Endometrial carcinomas with mismatch repair deficiency: immunophenotypical and molecular characterization.

This project was focused on the molecular and immunophenotypical characterization of a series of 80 gynecological cancers (GC, 64 endometrial, 12 ovarian, 4 endocervical) from patients who referred to the Cancer Genetic Counseling of Varese Hospital. We investigated the immunohistochemical (IHC) expression of MMR proteins, the microsatellite (MSI) profile of GC. We observed that the IHC analysis identified more cases with MMR deficit respect to the MSI analysis, in particular we identified a subgroup of cases with a borderline MSI profile. In order to improve MSI test, we tested four additional MSI target loci (RPL22, SRPR, MBD6 and NRIP) by setting up the MSI test in our series, these analysis revealed RPL22 and SRPR as informative loci in borderline cases and provided MSI evaluation criteria. We also analyzed MLH1 promoter methylation profile in MLH1 IHC negative samples to distinguish the sporadic MLH1 negative samples to LS cases.
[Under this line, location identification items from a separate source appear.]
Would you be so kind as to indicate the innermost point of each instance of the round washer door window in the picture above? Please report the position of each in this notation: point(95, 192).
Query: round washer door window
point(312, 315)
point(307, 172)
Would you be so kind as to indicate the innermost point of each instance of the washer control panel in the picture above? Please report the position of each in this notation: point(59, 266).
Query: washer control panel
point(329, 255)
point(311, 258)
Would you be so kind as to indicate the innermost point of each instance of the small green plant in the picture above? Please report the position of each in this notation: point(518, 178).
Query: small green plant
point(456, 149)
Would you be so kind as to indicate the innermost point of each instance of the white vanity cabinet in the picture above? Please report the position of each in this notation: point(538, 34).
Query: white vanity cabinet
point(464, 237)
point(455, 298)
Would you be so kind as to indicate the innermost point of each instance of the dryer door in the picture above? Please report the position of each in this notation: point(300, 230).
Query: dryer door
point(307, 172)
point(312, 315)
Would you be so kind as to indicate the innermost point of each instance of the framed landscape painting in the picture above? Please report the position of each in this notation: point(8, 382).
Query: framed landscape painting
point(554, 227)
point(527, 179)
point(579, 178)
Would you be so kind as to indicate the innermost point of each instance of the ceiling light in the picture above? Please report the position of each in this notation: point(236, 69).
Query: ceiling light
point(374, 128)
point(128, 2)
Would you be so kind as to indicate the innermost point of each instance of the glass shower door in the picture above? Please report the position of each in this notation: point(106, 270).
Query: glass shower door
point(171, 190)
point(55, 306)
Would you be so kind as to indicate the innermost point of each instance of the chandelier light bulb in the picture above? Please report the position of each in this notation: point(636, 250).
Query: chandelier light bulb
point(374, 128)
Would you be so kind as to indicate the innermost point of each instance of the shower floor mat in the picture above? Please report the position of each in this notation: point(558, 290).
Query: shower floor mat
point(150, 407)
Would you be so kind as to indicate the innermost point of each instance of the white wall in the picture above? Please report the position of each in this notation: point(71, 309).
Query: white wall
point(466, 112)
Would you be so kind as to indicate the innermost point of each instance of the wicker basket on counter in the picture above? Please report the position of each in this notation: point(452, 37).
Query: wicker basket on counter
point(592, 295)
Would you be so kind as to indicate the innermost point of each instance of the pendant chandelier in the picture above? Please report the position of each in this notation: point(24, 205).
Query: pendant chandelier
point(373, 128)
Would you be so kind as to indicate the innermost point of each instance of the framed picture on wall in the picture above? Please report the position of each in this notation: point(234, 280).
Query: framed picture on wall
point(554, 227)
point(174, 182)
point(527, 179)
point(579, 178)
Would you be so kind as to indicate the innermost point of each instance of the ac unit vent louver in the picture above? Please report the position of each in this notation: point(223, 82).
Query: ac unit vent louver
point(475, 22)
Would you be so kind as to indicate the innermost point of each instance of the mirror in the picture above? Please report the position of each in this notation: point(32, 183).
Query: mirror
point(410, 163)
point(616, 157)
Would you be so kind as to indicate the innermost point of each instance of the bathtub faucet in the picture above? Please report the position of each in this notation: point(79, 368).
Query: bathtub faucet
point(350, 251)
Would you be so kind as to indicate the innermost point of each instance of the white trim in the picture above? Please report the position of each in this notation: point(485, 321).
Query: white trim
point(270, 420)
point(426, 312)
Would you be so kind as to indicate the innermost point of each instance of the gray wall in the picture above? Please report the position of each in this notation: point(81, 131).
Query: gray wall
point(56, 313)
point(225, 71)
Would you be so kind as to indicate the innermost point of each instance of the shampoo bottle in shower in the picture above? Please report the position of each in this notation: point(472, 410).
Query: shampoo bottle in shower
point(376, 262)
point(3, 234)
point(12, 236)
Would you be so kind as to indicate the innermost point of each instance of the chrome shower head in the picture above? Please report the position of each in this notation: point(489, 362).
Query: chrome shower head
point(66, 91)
We set up the IHC analysis of ARID1A protein. We observed ARID1A protein loss in LS cancers, respect to sporadic cancer. Finally, we investigated the mutational landscape of 16 genes involved in endometrial cancer by targeted exome sequencing in 35 endometrial cancers. The genes most frequently mutated were ARID1A, ARID2, PTEN. The MSI cases show a higher mutational rate respect to MSS samples.